Pension phase earnings tax relates to the tax rate applied to earnings received from investments supporting a superannuation pension.
Superannuation has an accumulation phase and a pension phase.
Pension phase is sometimes also referred to as superannuation drawdown phase.
Investment earnings within super are taxed differently depending on which phase your super is in.
A specific tax rate applies to earnings within both accumulation phase and pensions phase.
In fact, a different investment earnings tax rates apply to different types of pensions.
Earnings within superannuation can be divided into two forms.
The two forms of earnings within super are income and capital gains.
Income returns include interest, dividends, rent, distributions, etc.
Examples of capital gains include share price increases or increases in property values.
The type of return (i.e. income or capital gains) determines how tax is applied.
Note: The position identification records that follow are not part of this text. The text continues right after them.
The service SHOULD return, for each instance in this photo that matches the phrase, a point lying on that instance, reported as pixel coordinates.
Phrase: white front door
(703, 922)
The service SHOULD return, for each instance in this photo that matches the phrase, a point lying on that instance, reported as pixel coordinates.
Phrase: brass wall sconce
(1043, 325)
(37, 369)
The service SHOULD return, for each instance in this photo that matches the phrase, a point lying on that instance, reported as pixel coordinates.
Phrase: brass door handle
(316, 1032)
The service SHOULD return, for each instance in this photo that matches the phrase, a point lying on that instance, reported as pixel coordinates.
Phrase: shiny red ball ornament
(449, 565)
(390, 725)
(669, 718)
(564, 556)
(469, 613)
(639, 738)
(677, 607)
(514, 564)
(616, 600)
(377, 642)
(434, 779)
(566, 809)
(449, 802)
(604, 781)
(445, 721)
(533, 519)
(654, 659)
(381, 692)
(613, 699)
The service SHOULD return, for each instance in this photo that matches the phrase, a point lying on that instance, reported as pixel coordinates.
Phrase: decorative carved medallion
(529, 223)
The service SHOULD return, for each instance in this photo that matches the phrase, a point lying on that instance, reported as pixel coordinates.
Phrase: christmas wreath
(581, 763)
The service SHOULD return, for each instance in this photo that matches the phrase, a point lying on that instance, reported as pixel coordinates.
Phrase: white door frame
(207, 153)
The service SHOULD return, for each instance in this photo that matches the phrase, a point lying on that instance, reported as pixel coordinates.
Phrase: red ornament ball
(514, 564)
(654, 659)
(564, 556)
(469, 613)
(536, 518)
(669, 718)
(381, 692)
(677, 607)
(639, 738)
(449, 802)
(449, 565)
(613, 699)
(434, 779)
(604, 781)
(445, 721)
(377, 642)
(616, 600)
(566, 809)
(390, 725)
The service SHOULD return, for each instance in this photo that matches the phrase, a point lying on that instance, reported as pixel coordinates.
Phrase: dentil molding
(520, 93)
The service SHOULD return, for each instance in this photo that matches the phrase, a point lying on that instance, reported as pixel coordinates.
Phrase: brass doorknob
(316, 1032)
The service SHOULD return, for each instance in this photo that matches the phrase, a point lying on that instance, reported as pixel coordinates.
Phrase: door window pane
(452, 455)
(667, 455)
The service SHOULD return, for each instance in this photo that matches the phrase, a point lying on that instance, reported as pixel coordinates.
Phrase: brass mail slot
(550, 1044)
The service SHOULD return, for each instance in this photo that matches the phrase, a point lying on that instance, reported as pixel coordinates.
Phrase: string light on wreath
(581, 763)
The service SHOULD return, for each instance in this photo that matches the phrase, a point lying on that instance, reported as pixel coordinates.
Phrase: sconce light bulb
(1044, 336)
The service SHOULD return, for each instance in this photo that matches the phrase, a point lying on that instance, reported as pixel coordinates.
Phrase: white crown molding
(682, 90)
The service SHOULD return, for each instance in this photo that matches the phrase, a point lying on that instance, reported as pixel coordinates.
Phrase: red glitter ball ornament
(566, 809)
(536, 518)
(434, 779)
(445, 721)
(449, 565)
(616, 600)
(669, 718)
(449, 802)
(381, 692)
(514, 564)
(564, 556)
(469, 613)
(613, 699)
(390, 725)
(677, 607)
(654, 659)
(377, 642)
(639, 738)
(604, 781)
The age of the superannuation member is irrelevant in determining the applicable tax rate.
Have You Read My Other Posts Yet?
Tax free pension payments from an income stream over age 60 is often confused with earnings tax.
Pension payments are entirely different to earnings within a pension account.
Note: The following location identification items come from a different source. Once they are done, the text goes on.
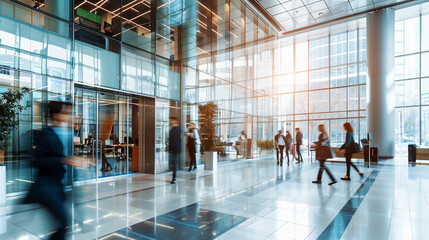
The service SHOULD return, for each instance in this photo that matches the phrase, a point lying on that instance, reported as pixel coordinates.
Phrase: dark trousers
(287, 153)
(324, 168)
(349, 163)
(174, 164)
(280, 150)
(192, 151)
(298, 152)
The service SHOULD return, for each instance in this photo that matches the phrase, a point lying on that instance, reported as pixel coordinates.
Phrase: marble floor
(247, 199)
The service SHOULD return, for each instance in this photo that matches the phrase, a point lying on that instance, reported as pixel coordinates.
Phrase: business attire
(288, 139)
(280, 146)
(174, 148)
(193, 143)
(48, 190)
(323, 152)
(349, 147)
(298, 146)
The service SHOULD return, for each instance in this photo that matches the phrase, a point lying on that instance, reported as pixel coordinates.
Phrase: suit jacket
(299, 138)
(349, 145)
(174, 140)
(48, 155)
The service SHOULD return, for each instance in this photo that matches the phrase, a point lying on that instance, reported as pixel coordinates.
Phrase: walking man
(280, 141)
(174, 145)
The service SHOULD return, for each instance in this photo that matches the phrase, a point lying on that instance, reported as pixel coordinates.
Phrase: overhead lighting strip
(208, 9)
(98, 5)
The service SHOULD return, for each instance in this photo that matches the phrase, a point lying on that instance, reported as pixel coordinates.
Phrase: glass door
(85, 133)
(162, 121)
(103, 134)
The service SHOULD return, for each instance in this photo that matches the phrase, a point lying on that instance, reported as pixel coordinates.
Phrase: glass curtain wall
(321, 81)
(412, 81)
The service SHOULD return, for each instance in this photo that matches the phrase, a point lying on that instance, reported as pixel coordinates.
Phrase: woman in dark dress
(349, 148)
(323, 152)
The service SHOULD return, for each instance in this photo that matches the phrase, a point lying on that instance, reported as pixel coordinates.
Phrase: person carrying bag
(350, 147)
(323, 152)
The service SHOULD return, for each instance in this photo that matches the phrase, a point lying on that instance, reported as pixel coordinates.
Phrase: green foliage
(10, 107)
(267, 144)
(208, 115)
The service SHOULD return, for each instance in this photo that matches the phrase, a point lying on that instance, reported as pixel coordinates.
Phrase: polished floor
(247, 199)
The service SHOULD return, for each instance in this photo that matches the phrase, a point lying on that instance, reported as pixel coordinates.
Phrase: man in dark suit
(280, 142)
(298, 144)
(174, 145)
(50, 154)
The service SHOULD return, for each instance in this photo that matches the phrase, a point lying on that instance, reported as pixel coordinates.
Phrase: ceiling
(291, 15)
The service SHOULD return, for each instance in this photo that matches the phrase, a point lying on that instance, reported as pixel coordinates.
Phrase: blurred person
(349, 147)
(298, 143)
(242, 139)
(50, 156)
(288, 143)
(174, 145)
(193, 143)
(323, 152)
(280, 142)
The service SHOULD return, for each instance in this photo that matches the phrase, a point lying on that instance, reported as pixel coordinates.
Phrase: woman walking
(323, 152)
(288, 143)
(350, 148)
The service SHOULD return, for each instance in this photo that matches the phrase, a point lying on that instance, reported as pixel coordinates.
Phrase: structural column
(381, 82)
The tax rate on pension payments from an income stream is based on the tax components of the pension balance and the age of the pension recipient (i.e. over or under age 60).
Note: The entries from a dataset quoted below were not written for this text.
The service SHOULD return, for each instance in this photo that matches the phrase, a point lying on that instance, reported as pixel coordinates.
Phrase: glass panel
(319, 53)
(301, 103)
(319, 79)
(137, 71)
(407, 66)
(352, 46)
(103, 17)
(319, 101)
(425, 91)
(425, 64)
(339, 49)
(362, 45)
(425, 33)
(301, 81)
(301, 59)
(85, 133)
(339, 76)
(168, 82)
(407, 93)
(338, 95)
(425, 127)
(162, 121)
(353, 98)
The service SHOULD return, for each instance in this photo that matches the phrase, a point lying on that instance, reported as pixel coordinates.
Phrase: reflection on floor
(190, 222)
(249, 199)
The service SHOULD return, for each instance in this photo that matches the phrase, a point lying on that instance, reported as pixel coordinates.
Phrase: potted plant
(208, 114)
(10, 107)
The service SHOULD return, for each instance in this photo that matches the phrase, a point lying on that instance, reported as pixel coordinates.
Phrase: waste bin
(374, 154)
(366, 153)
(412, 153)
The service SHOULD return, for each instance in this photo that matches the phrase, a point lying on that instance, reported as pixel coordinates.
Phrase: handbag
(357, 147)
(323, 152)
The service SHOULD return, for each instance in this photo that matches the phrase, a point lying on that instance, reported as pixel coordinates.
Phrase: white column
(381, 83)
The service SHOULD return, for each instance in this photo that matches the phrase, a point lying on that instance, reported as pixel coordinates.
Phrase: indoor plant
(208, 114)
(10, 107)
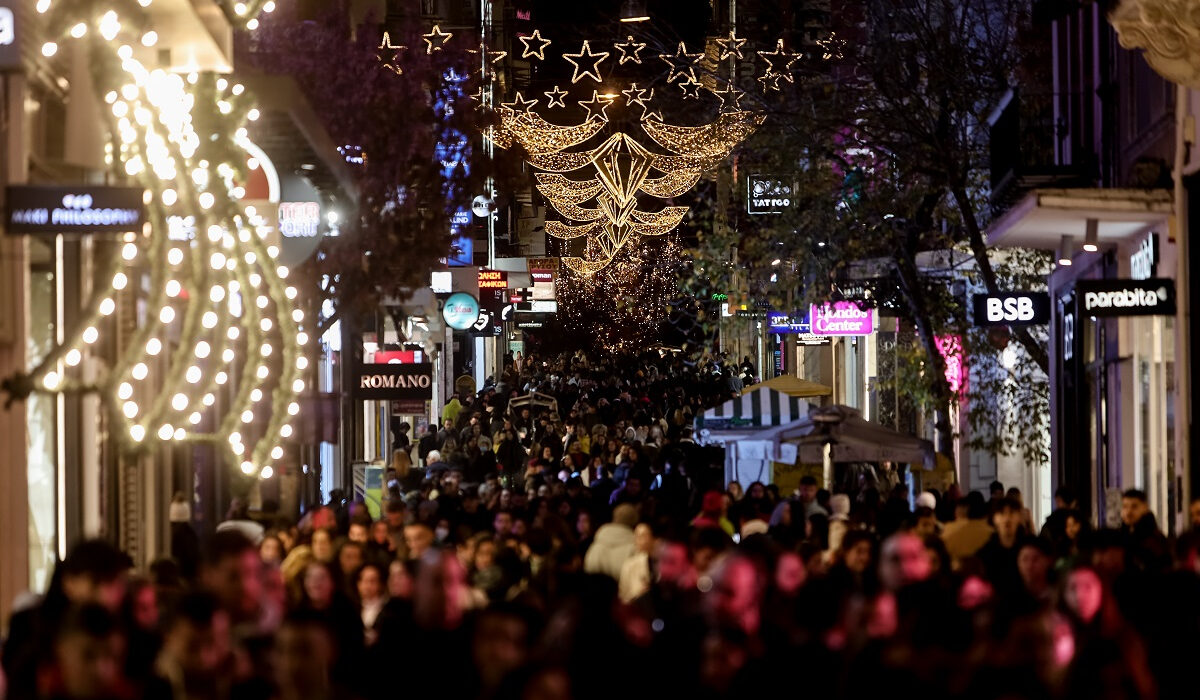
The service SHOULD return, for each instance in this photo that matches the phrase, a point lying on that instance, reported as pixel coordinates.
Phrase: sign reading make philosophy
(841, 318)
(36, 209)
(1102, 298)
(411, 382)
(1015, 309)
Whereas the type of account (accumulation / TTR Pension / account based pension), not the age of the member, determines the tax rate on earnings.
Pension Phase Earnings Tax
Tax on earnings in pension phase depends on the type of pension in place.
There are two main types of pension accounts.
The two main types of pension accounts are account based pensions and non-commutable account based pensions.
Non-commutable pensions, otherwise known as transition to retirement (TTR) pensions are generally owned by people who have reached their superannuation preservation age, but continue to work.
Ordinary account based pensions are held by people who have satisfied the superannuation definition of retirement.
Read more about the difference between account based pensions and non-commutable pensions here.
Account Based Pension Earnings Tax
The tax rate applied to earnings derived from the investments supporting an account based pension is 0%.
All earnings, income and capital gains, within an account based pension are received completely tax free.
For example, an account based pension with a balance of $500,000 earning income at a rate of 4% p.a. would earn $20,000 p.a.
This $20,000 would be received completely tax free.
If the value of the assets in the account increased in price, the capital gains upon sale would be received tax free, also.
This is not income paid to the pension member as pension income; it is simply income earnings within the pension account itself.
TTR Pension Earnings Tax
The earnings tax rate within a non-commutable transition to retirement income stream is different to the tax rate within an ordinary account based pension.
Prior to 1 July 2017, all earnings within a TTR account were received tax free, just like an account based pension.
However, this changed with the introduction of the Transfer Balance Cap.
From 1 July 2017, income earnings within a TTR Pension account are taxed at 15%.
Using the same example above, the tax on $20,000 income would therefore be $3,000.
Capital gains within a non-commutable TTR Pension are taxed at 15%.
A 33% discount on capital gains is available if the asset sold was owned for longer than 12 months.
This means that an effective capital gains tax rate of only 10% would apply if the investment sold was owned for greater than 12 months.
For example, if an investment within a non-commutable TTR Pension was bought for $100,000 and sold for $150,000, the capital gain of $50,000 would be taxed at 15%, or $7,500.
However, had the investment been owned for longer than 12 months before being sold, only 10%, or $5,000, earnings tax would apply.
Accumulation Phase Earnings Tax
Earnings tax within accumulation phase of super remains unchanged.
All income and capital gains are taxed at 15%, with capital gains tax reducing to 10% if the investment owned was held for longer than 12 months.
Accumulation phase earnings tax is the same as earnings tax within a TTR Pension.
Insurance premiums for cover held within superannuation can be tax deductible.
Adviser fees, administration costs and accounting fees are other examples of tax deductible expenses within super.
Have You Read My Other Posts Yet?
Pension Phase Minimum Withdrawal
The superannuation pension phase rates for the minimum pension income withdrawal are unrelated to earnings tax.
The minimum withdrawal rates are based on the minimum pension factors.
The factors are expressed as a percentage of the account balance.
The minimum pension factor increases with age and is used to calculate the minimum pension income required to be made by the pension member in a given financial year.
The minimum pension income rates are as follows:
Age | Pension Income Factor |
---|---|
55-64 | 4% |
65-74 | 5% |
75-79 | 6% |
80-84 | 7% |
85-89 | 9% |
90-94 | 11% |
95+ | 14% |
For example, a 77-year old with a pension balance of $300,000 must take a minimum pension income of $18,000 in the financial year.
The calculation of the minimum withdrawal rate is done on 1 July of each year.
You can use this calculator to calculate your minimum pension payments.
The same pension income factors and calculations are used for both account based pensions and TTR Pensions.
The only difference is that a TTR Pension also has an upper income threshold of 10% of the account balance.
An account based pension has no upper threshold.
The maximum income of an account based pension is only limited by the account balance.